If all gear is s21 it earns 9 dollars a day and burns 90 kwatts so if all miners are 4 cent watt cost they burn $3.60
so 9.00-3.60 = 5.40 per unit profit
they need sell at least 3.60/9.00 or 40% of the coins they mine.
So at least 40% go back to market
Just how you purchase any other goods that are produced by someone, if the miners decide to sell they will either use a CEX or an OTC deal and people will buy those coins, just as everyone buys theirs.
Theoretically nothing, but in reality bills, to keep mining you need to pay for electricity, maintenance, rent, and so on, you can't have the cake and eat it too, that is unless you have already a bag of unlimited cash set aside that you use to pay for those.

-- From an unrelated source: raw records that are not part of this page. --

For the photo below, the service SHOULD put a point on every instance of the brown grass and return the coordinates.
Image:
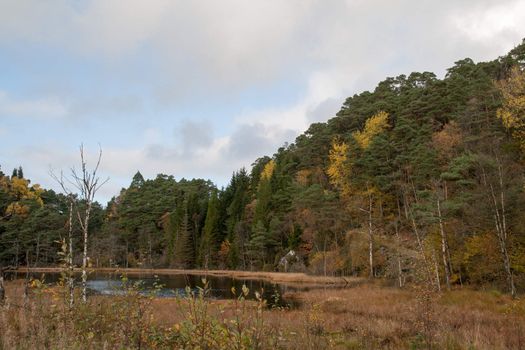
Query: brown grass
(367, 316)
(288, 278)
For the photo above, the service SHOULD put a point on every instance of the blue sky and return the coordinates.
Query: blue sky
(201, 88)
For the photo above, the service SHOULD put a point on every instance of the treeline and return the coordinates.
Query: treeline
(421, 178)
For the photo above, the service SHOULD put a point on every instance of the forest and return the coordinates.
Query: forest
(421, 179)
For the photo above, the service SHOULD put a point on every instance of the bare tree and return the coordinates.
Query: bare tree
(70, 278)
(87, 183)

How does newly mined gold enters circulation? The miners sell it to gold companies, or over-the-counter in a face-to-face trade, or even rarely hoard the gold.
Nothing! Take a look on the first 10 thousand coinbase transactions. Most of them are unspent. So, it can happen, but miners usually have to pay electricity etc.. So they do not hoard them indefinitely.
Just like your or my bitcoins come into public circulation. They sell the coins on the open market. You can trace blockchain transactions. Some of the mined coins will sooner or later reach the well-known exchange wallets.
There is nothing stopping them, but what would be their incentive to do so? Bitcoin mining is not a cheap sport nowadays. They have bills to pay, just like everyone else.
Of course, what prevents miners from selling Bitcoin is that miners believe that the value of Bitcoin will continue to increase in the future, so they choose to keep it as a valuable asset.
Additionally, miners may want to hold Bitcoin as a reserve or collateral for the future.
Like people who save gold, of course they also mine because they have the belief that one day its value will definitely increase.
If there were 10 miners, then an agreement could be reached, but there are a lot of Bitcoin miners and they are located in different parts of the world, so agreement is impossible.
And my colleagues correctly said that 19 million coins out of 21 have already been mined.